The value for the purposes of VAT is the VAT-exclusive price charged by the trader under the condition that the consideration of a bargain made at arm’s length is paid in the form of money. If the payment is made in some other means than cash, such as in a barter of some services or goods for others, it should be valued and then the value added tax is due on the value.

If a reduction occurs in the price of goods with the help of money off coupons, then the cost of the supply is the amount that is in reality, acquired by the taxpayer.

Composite Supplies and Mixed supplies

Different services and goods are at times, invoiced collectively at a price that is inclusive. This is known as a mixed supply.

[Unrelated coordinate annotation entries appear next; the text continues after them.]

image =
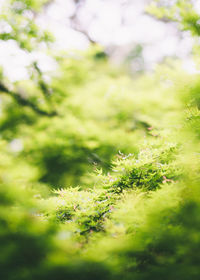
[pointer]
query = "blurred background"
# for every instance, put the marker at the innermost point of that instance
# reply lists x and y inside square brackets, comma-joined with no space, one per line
[128,34]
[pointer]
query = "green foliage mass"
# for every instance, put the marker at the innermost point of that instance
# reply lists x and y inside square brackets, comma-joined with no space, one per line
[99,172]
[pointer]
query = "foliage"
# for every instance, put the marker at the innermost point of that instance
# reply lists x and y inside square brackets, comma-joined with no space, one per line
[99,173]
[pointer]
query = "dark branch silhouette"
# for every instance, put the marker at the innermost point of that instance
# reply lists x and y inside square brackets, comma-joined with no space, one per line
[25,102]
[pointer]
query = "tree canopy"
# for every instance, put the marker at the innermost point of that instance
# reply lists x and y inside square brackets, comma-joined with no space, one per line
[99,170]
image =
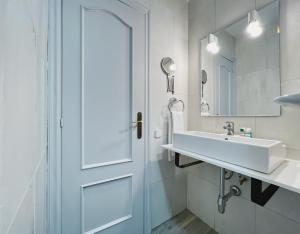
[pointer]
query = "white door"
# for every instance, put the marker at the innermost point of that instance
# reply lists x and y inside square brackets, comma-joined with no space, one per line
[103,151]
[224,86]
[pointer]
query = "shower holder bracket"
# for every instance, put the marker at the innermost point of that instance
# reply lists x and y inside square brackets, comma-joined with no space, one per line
[177,162]
[261,197]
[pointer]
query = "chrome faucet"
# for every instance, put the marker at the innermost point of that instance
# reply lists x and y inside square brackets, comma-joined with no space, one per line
[229,127]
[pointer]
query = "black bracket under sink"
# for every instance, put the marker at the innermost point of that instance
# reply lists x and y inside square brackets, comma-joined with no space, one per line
[177,162]
[261,197]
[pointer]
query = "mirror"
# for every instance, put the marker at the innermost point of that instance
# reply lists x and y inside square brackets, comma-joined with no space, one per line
[168,66]
[243,78]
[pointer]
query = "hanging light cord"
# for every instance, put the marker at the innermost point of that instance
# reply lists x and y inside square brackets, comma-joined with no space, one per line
[215,15]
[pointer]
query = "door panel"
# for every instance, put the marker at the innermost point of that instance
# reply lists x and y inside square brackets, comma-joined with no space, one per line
[103,90]
[113,38]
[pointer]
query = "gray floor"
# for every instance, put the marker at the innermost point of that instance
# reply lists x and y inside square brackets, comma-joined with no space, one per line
[184,223]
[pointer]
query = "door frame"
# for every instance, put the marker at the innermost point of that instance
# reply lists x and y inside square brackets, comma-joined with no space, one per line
[54,110]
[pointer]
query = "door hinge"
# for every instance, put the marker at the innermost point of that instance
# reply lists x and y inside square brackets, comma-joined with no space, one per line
[61,122]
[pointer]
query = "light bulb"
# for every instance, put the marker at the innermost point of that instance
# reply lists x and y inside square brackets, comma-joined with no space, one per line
[254,28]
[213,45]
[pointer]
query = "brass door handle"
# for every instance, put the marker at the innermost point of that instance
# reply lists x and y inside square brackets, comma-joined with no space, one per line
[139,124]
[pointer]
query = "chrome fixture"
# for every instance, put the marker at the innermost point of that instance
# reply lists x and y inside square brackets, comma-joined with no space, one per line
[213,42]
[242,179]
[254,28]
[229,127]
[228,174]
[168,66]
[173,101]
[223,198]
[204,104]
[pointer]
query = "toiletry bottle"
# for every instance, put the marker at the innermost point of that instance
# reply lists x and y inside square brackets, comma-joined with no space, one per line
[242,131]
[248,132]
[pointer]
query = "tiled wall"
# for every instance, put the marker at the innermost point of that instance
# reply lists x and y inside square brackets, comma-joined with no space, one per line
[168,37]
[23,30]
[282,213]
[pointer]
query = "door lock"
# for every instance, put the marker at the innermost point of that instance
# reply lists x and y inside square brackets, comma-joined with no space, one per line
[139,124]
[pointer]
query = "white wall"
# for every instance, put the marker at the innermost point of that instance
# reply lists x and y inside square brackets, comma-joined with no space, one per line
[282,213]
[168,37]
[23,30]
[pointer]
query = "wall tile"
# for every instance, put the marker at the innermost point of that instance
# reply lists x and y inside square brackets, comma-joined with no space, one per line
[238,218]
[202,199]
[290,33]
[242,216]
[229,11]
[285,203]
[268,222]
[168,37]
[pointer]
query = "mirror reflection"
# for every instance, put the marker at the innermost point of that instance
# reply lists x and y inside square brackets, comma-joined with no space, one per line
[243,77]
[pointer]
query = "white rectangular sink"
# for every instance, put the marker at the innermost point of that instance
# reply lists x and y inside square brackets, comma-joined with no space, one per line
[256,154]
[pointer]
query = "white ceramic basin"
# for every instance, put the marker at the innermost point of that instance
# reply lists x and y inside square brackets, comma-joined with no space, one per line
[256,154]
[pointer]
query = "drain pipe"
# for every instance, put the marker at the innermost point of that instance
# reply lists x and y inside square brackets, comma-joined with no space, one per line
[223,198]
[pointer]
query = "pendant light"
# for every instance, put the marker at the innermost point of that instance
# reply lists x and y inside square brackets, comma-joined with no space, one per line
[254,28]
[213,42]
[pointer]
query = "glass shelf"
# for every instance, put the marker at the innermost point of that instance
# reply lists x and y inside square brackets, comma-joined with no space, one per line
[289,99]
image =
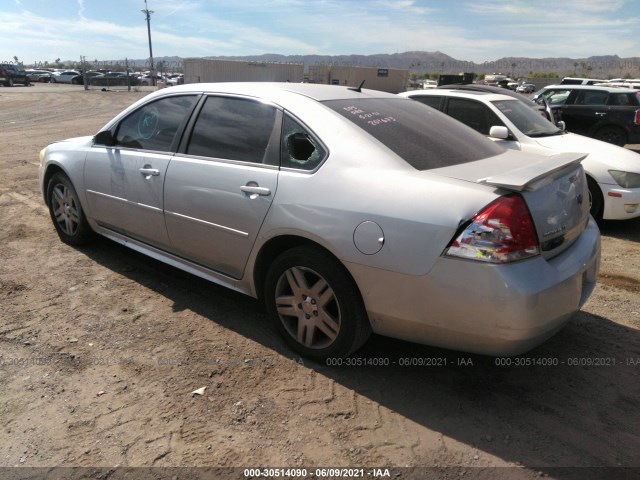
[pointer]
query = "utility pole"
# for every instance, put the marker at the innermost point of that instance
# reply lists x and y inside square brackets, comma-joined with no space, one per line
[148,13]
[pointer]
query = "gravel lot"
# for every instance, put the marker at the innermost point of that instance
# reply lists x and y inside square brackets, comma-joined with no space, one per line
[100,349]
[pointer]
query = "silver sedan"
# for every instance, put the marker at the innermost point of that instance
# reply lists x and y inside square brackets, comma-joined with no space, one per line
[347,211]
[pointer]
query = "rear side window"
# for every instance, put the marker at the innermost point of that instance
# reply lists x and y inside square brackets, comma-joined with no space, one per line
[236,129]
[299,148]
[556,97]
[473,114]
[619,99]
[591,97]
[154,125]
[423,137]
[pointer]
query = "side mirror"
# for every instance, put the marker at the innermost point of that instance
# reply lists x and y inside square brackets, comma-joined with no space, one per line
[104,138]
[499,132]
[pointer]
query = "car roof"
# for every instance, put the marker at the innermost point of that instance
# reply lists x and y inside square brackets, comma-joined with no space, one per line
[589,87]
[318,92]
[488,96]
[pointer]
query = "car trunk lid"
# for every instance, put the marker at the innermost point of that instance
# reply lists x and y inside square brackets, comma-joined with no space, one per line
[554,188]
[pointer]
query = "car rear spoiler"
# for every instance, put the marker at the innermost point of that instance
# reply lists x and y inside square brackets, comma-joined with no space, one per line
[535,174]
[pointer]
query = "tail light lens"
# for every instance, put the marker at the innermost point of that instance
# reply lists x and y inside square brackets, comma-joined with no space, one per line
[502,232]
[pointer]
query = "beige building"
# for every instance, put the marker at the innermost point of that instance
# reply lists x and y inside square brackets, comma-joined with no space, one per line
[393,80]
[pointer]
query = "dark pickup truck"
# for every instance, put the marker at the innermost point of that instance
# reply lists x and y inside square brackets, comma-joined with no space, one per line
[11,74]
[609,114]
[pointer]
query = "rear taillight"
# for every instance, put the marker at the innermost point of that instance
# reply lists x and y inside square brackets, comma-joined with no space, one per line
[502,232]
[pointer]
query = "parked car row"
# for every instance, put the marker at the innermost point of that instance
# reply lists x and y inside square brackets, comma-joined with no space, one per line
[610,114]
[75,77]
[11,74]
[345,210]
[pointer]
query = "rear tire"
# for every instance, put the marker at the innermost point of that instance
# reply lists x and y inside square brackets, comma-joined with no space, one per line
[315,304]
[66,212]
[613,135]
[597,200]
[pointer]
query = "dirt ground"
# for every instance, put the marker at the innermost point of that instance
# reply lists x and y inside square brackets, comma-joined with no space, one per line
[101,349]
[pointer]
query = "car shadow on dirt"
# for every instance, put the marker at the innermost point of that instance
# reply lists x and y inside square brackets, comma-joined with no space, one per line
[622,229]
[572,402]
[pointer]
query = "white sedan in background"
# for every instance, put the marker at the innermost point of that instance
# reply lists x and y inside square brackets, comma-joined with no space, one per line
[613,173]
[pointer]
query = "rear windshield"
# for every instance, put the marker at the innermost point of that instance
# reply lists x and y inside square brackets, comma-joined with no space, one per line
[422,136]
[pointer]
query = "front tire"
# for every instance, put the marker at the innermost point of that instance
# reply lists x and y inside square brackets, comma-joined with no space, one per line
[66,212]
[315,304]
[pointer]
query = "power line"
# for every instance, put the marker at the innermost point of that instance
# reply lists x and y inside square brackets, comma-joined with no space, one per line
[148,13]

There are some items that are charged at the zero rate or at the standard rate. The supplier should take into account the VAT in a separate way, on the zero rated and the standard rated elements by the division of net payable amount in a proportion that is fair between the different elements and a charge of VAT applicable on each of them at an appropriate rate.

There exists no single way of doing this, rather multiple methods exist. One method suggests that you split the amount in accordance to the cost of each element as given by the supplier, and one other method is to make use of the open market value of every element. Mixed supplies are also labelled as the multiple supplies.

In the case if splitting of supply cannot be done into components, then there exists a composite supply on which one rate of VAT is applicable. The rate is dependent on the nature of a supply in its complete manner. Compound supplies is another name that is given to the composite supplies for the formation of Great Britain business.